Rainfall in early June was beneficial for crops in northern and south-western areas, but was not enough to prevent further yield downgrades, with crops in the East and South of particular concern.
More rain has fallen since, which was greatly received, but varied and localised showers have left many crops still in need of water.
If dry weather persists and yield penalties continue, below-average yields would further tighten UK cereal and rapeseed supplies in 2020-21, increasing the UK’s reliance on imports.
Third-generation Devon farmer Ben May, at Netherexe Barton, who farms beef and arable near Exeter, explains how the dry spring conditions will inevitably lower crop yields and bring an earlier harvest, expected to start in early July.
“We were lucky enough to have rain last Thursday, which was very well received and just in time for our wheat, maize and beet crops, but may have been too late for our winter barley,” he says.
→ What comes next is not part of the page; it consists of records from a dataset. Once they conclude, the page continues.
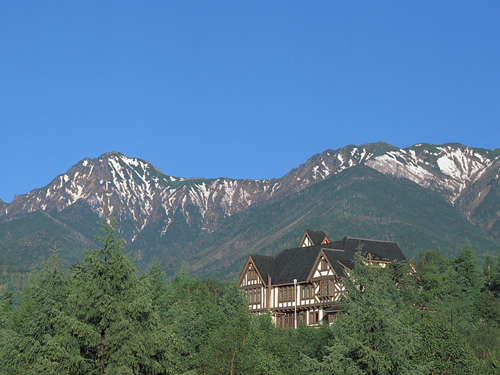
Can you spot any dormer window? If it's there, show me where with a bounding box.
[320,258,328,271]
[248,268,257,280]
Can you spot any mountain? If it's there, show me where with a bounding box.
[0,142,500,283]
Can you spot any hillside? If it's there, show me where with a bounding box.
[0,142,500,282]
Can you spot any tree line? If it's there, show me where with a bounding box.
[0,219,500,375]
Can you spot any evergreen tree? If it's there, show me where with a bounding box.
[304,256,425,375]
[0,247,83,374]
[60,219,173,375]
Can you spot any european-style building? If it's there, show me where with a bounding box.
[238,230,406,327]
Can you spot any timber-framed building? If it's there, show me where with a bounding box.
[238,230,406,327]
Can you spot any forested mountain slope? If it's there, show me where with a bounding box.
[0,142,500,284]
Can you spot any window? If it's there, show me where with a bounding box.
[319,279,335,297]
[302,284,314,299]
[320,257,328,271]
[309,311,319,324]
[248,268,257,280]
[278,286,295,302]
[247,288,260,303]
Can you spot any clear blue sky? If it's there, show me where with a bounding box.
[0,0,500,202]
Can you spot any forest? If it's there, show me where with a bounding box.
[0,219,500,375]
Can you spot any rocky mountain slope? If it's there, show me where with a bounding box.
[0,142,500,284]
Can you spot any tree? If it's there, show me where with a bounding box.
[304,256,425,375]
[59,218,173,375]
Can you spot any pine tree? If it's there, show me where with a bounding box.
[60,219,173,375]
[305,257,425,375]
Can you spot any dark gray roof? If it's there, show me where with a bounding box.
[306,229,326,245]
[251,255,275,284]
[332,237,406,262]
[251,231,406,285]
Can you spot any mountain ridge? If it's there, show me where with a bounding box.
[0,141,500,284]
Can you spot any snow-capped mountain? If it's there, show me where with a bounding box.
[0,142,500,240]
[0,142,500,281]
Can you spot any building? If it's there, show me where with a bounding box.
[238,230,406,327]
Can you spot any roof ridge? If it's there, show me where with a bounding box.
[345,236,397,244]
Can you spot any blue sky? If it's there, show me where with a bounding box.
[0,0,500,202]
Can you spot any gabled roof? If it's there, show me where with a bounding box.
[247,231,406,285]
[299,229,330,247]
[330,237,406,262]
[251,255,274,285]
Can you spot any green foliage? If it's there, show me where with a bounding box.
[0,219,500,375]
[305,256,425,374]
Dry weather on his light soils has caused his winter barley crop to turn earlier in places, making it a week or more ahead than other areas of the field, potentially meaning a more challenging harvest.
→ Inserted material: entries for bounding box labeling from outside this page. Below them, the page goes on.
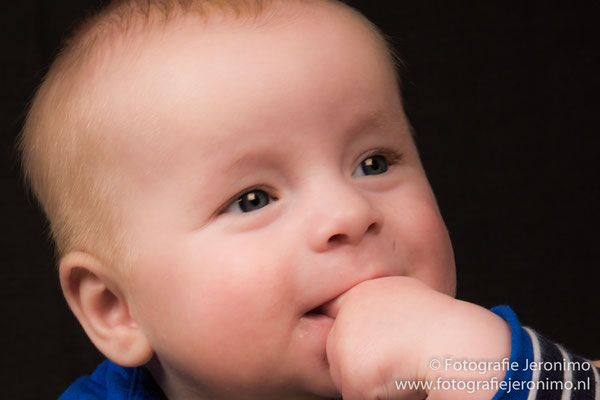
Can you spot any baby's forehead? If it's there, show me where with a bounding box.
[82,2,393,136]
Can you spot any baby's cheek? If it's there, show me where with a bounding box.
[384,192,456,296]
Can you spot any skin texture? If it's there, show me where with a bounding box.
[61,4,506,399]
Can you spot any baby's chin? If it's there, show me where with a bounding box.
[294,311,340,399]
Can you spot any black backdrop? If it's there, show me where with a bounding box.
[0,0,600,399]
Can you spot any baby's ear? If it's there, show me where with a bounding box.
[59,252,153,367]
EU winter crop yields down but spring up
EU yields for winter cereals and rapeseed all fell by about 2% due to sharp reductions for France, Romania and the Benelux countries.
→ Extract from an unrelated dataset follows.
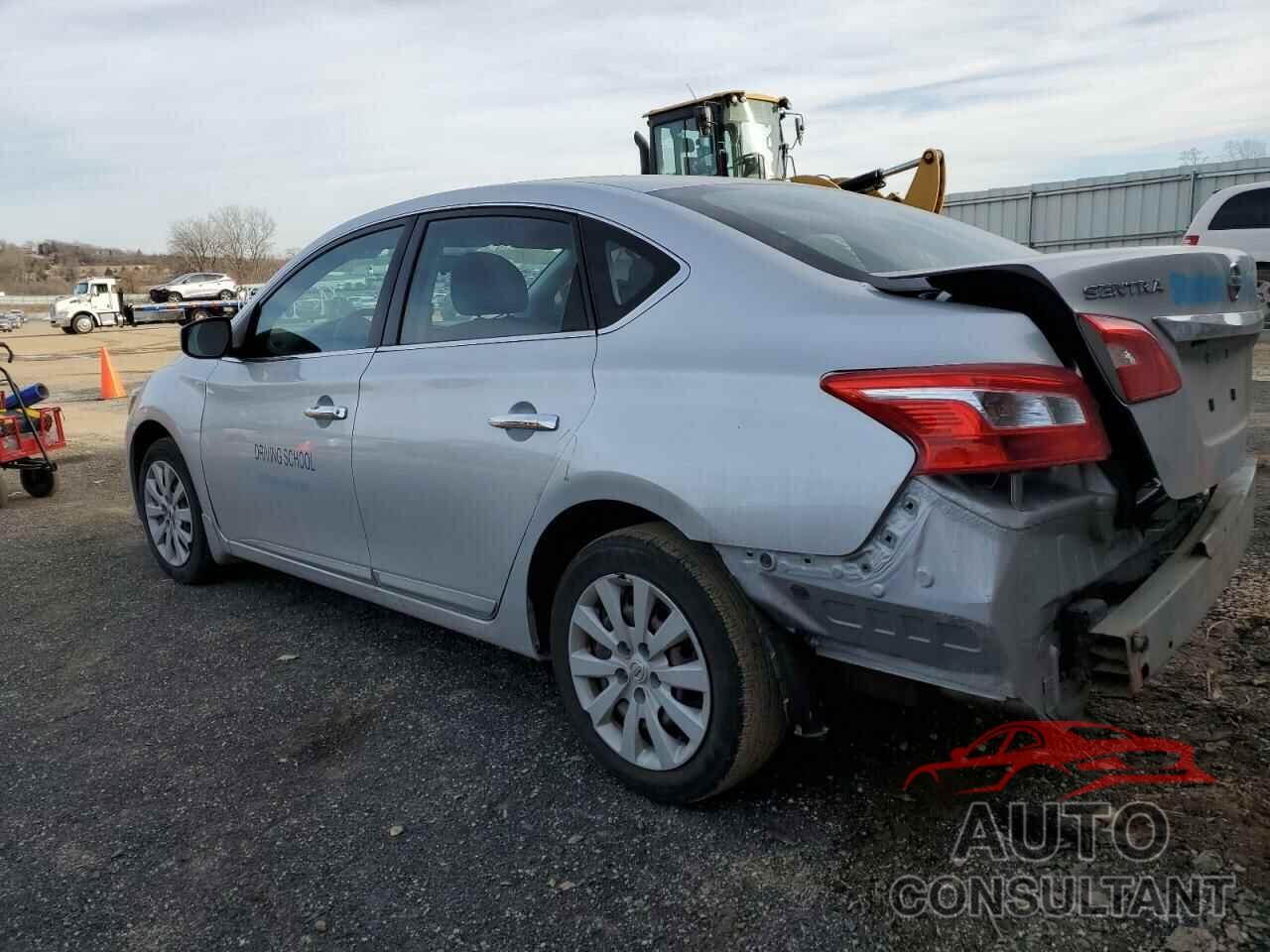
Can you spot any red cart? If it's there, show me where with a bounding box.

The cuts were due to the dry weather through May and into June, when crops were flowering or entering grain-fill. Wheat and winter barley yields are now pegged 3% below the five-year average, while rapeseed yields are 6% below.
The EU average spring barley yield increased slightly to reflect good conditions in Spain, now 1% above average. However, concerns remain about crops in northern France, Poland and Germany in particular.
Maize yields across Europe have increased due to favorable conditions in Eastern Europe and Spain, meaning yields are now expected to be 8% above the five-year average.